Kuwait was one of the first Gulf states to build a wastewater network, covering about 100 square kilometres, in the 1950s. Yet as in many other areas of Kuwait’s infrastructure, the country’s ageing water and wastewater networks have struggled to cope with demand in recent decades.
As a result, the wastewater sector is under considerable pressure. Kuwaiti treatment plants received about 734,000 cubic metres a day (cm/d) of wastewater in 2008, of which about 78 per cent was treated. This is already above the 602,000 cm/d combined capacity of the country’s four plants.
The older facilities are under particular strain. The Jahra plant is processing about 100,000 cm/d of wastewater, more than 50 per cent above its design capacity. In August, the Mishref wastewater pumping station, which feeds the Riqqa and Sulaibiya processing plants, malfunctioned. The Public Works Ministry used tankers to transfer sewage to the plants, but local media reports say it also dumped up to 180,000 cm/d of raw sewage into the sea.
“Under plans drawn up by the Public Works Ministry, Kuwait plans to install 800,000 cm/d of capacity by 2015”
The obvious deterioration of Kuwait’s plants has forced the government’s hand. Under plans drawn up by the Public Works Ministry, which oversees wastewater collection and distribution, as well as running all but one of the country’s treatment plants, Kuwait plans to install 800,000 cm/d of additional capacity by 2015.
The first task will be to replace the existing plants at Riqqa and Jahra with new capacity at Umm al-Hayman and Kabad respectively. When completed in 2012, the Kabad plant will treat about 345,000 cm/d of wastewater, making it one of the largest such plants in the region. At the same time, the existing Jahra plant will be decommissioned and converted into a pumping station. The two will be linked by a 38-kilometre-long pipeline.
The ministry also plans to replace capacity at Riqqa by expanding an existing plant at Umm al-Hayman, the country’s smallest such facility. Following the project, Umm al-Hayman will be capable of processing up to 300,000 cm/d of wastewater, a figure that may be increased to 500,000 cm/d. The Riqqa facility will be decommissioned and turned into a data monitoring centre, although it will continue to receive some treated water for distribution around Kuwait.
These expansion projects are accompanied by an ongoing overhaul of the Kuwaiti wastewater network, which covers about 65 per cent of the country. A programme has been drawn up by the ministry to upgrade and expand networks and replace asbestos piping in 16 districts, with nine stages completed so far.

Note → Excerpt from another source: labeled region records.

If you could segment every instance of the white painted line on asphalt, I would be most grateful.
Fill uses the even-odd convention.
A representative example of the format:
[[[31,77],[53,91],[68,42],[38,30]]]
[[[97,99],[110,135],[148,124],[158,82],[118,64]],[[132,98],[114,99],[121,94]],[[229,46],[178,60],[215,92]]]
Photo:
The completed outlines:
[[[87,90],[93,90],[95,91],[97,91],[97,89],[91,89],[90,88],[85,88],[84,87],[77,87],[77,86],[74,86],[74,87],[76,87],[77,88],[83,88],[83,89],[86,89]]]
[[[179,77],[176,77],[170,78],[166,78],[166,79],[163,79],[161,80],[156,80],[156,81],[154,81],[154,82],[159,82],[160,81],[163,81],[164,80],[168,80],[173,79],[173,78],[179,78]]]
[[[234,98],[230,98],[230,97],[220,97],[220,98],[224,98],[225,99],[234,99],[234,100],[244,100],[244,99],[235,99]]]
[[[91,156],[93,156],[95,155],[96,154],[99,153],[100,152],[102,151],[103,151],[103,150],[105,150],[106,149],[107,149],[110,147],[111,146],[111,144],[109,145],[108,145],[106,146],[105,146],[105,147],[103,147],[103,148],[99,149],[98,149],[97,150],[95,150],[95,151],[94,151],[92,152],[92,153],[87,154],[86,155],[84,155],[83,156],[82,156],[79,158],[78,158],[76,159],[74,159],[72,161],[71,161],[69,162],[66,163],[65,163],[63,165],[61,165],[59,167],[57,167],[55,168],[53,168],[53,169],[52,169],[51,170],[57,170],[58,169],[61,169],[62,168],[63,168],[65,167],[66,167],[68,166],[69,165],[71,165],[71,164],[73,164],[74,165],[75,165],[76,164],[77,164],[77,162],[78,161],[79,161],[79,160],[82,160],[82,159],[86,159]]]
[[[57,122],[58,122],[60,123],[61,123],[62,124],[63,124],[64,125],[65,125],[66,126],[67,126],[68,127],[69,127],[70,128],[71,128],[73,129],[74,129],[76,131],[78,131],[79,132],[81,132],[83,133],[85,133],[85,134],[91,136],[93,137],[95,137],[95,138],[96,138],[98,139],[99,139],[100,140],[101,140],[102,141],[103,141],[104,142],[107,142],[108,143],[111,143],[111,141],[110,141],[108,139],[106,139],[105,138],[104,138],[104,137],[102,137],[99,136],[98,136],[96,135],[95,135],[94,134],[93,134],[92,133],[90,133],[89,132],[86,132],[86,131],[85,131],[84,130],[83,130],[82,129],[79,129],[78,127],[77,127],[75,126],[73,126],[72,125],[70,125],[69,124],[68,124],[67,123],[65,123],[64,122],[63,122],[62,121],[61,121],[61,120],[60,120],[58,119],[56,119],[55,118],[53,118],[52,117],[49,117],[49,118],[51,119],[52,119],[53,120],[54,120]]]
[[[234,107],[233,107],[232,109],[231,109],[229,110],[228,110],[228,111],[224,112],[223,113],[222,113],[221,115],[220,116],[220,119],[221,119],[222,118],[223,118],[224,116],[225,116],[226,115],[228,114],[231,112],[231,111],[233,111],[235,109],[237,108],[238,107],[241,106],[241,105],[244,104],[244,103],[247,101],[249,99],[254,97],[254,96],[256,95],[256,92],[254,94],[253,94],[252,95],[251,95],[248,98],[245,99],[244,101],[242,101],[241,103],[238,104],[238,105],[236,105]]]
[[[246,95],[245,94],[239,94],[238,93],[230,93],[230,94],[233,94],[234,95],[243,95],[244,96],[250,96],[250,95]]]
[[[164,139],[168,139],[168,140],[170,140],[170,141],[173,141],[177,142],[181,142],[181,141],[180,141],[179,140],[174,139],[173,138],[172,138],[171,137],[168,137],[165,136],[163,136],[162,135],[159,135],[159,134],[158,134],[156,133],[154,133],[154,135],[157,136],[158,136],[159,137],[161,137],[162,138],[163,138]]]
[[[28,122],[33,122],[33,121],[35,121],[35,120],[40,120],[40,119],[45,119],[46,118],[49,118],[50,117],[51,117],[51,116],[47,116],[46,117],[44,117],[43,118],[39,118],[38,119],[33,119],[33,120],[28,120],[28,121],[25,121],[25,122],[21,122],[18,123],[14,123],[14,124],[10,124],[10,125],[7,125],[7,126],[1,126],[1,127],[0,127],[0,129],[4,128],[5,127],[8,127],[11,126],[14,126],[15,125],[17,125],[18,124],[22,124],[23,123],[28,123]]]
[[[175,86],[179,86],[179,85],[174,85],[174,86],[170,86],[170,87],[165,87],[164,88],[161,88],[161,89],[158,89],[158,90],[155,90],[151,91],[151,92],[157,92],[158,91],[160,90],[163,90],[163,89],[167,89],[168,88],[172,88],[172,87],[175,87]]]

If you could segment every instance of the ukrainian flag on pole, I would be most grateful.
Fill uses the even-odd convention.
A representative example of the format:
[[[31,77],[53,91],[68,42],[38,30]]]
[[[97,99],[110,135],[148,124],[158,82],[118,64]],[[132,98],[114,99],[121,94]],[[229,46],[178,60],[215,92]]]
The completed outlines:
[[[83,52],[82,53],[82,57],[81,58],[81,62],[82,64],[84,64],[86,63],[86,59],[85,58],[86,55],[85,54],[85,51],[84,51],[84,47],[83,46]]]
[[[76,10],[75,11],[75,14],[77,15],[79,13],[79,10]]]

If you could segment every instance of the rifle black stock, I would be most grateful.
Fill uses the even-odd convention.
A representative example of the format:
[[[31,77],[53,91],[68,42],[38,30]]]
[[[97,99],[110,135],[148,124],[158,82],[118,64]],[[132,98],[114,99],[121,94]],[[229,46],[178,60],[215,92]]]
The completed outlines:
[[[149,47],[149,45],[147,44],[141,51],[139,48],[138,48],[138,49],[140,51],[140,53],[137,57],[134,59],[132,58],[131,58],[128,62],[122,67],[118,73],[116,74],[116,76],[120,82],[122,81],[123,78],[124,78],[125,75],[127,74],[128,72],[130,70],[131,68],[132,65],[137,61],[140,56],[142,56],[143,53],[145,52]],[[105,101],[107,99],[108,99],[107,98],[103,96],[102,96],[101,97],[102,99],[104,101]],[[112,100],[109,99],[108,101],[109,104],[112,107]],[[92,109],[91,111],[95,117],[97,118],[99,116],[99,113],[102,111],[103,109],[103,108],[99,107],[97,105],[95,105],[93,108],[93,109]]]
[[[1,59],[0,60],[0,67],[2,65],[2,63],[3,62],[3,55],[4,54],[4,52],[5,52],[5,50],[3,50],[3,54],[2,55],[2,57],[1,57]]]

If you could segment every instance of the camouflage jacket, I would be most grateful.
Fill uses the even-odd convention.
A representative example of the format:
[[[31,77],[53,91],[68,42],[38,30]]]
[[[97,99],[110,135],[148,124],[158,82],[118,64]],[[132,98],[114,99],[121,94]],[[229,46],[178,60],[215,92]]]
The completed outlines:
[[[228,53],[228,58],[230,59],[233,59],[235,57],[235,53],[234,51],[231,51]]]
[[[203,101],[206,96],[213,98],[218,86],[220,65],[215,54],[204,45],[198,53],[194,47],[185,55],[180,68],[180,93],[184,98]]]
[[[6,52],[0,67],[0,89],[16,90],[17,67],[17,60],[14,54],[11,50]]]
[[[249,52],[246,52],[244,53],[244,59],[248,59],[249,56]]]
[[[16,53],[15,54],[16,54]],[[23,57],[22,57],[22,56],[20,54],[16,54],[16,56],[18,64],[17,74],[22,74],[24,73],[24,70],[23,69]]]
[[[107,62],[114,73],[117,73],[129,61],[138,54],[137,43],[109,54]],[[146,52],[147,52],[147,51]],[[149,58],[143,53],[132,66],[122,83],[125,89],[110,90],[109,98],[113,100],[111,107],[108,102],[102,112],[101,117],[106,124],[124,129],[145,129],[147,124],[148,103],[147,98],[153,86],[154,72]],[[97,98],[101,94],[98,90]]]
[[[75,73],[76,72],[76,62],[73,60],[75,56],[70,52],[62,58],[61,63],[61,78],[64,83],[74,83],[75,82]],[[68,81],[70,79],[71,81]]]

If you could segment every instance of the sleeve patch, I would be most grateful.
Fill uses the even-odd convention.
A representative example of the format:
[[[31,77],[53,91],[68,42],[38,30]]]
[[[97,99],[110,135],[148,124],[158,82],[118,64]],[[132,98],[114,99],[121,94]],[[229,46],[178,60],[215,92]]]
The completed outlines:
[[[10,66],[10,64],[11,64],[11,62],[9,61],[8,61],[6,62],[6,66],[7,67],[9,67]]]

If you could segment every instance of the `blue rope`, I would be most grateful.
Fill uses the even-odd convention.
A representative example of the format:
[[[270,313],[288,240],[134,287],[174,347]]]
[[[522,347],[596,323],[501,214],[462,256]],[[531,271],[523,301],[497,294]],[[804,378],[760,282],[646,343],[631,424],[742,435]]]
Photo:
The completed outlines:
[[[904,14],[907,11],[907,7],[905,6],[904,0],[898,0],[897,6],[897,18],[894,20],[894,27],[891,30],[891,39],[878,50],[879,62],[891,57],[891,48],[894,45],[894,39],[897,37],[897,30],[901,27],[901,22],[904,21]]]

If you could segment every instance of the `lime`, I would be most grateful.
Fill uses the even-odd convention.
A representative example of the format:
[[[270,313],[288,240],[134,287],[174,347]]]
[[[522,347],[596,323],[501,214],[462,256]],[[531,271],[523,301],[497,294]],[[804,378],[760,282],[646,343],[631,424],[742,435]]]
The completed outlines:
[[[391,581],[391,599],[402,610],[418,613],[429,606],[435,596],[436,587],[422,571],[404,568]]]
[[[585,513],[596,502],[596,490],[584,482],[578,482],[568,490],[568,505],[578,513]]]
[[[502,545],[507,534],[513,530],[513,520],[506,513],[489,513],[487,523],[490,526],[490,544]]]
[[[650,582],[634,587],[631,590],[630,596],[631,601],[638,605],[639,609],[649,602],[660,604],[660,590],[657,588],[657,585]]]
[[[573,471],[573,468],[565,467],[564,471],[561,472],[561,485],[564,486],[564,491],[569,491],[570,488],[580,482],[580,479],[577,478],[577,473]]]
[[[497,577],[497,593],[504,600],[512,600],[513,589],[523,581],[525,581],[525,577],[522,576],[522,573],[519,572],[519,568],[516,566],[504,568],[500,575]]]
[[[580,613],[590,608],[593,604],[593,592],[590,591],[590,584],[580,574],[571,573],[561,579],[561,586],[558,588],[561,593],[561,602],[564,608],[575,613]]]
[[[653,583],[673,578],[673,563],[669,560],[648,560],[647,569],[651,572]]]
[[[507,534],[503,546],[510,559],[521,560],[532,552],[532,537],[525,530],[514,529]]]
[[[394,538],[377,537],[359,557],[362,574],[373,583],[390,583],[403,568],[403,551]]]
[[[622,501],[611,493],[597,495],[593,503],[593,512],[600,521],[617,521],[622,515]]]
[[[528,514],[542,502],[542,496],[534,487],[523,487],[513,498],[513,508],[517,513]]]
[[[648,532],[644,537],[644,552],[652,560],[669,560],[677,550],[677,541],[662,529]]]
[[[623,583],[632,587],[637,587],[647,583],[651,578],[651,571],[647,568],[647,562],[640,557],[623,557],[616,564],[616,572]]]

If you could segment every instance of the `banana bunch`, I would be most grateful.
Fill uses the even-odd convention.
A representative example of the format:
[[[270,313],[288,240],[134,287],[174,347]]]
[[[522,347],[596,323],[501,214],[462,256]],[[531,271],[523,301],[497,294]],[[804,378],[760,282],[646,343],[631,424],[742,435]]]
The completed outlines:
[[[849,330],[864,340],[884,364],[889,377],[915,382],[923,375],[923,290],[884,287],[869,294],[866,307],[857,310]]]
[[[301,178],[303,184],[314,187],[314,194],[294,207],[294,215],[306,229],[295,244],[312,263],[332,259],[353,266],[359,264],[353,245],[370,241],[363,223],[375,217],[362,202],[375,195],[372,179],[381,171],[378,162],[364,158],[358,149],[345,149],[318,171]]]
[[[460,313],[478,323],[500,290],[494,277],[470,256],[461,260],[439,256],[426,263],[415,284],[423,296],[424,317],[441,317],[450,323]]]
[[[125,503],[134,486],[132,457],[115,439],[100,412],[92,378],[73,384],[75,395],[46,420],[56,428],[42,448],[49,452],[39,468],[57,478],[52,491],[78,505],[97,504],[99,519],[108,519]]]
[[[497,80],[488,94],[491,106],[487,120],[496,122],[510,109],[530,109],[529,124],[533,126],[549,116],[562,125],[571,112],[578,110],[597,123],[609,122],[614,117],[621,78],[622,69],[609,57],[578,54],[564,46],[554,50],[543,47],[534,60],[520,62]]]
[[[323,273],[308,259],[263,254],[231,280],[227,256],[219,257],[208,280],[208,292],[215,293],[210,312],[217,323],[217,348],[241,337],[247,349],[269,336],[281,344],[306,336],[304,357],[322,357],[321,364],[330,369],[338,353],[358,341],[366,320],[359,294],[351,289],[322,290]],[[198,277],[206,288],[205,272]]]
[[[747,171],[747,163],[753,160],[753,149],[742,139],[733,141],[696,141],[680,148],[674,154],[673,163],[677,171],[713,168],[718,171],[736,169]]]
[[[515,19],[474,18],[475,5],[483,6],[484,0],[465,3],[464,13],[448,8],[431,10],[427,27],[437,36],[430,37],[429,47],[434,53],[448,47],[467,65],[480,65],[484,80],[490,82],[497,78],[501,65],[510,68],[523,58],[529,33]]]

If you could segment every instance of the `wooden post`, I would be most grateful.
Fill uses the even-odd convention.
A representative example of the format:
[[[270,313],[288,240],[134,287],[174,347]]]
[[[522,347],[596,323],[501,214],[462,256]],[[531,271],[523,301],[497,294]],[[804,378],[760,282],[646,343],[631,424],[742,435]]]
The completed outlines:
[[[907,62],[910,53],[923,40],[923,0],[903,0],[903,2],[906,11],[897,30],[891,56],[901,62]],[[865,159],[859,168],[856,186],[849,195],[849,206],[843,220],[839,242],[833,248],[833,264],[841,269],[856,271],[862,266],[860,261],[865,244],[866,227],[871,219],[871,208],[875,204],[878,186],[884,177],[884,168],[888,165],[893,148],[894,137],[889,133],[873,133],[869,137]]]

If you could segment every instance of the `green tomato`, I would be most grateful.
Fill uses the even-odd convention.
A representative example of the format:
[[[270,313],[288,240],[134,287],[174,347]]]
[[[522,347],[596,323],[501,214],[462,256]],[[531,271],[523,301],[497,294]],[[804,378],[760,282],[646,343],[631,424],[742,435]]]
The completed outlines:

Only 70 per cent of treated effluent is reused in Kuwait, mostly for irrigation, with the remainder dumped at sea. The ministry plans to achieve total reuse by 2011, doubling the amount of treated sewage used by farms in the Al-Abdali area and supplying treated waste-water to the Al-Wafra agricultural area.
Most of the infrastructure work so far has come under the aegis of the public sector, with one notable exception. The Sulaibiya treatment plant is the only privately owned facility in Kuwait and was the first in the Middle East to be developed on a build-own-operate basis, in 2004. With a design capacity of 425,000 cm/d, it is also the largest wastewater and reclamation project in the world. The developer, Utilities Development Company, holds a 30-year concession.
Only a few years after beginning operations, Sulaibiya is already operating above its design capacity, with peak throughput recorded at 500,000 cm/d. UDC has been in discussions with the government to expand the capacity of the plant to 600,000 cm/d.
To a certain extent, the Sulaibiya plant has provided the template for the government’s expansion and upgrade programme. It was built partly to resolve problems at the ageing Ardiya wastewater treatment facility, which was converted into a preliminary treatment plant. Sewage is screened and degreased at Ardiya before being pumped by pipeline to the larger plant for further treatment.
Sulaibiya saves the government about $250m on desalination costs every year, amounting to about $7.5bn over the lifetime of the concession. But it could also act as a financial model for future projects, should Kuwait choose to rely more heavily on the private sector.
The ministry currently acts as go-between, buying treated wastewater or effluent from Sulaibiya and selling it to consumers for less than a quarter of the price. Although it pays a premium for the privately processed product, it can sell it at double the price to end-users.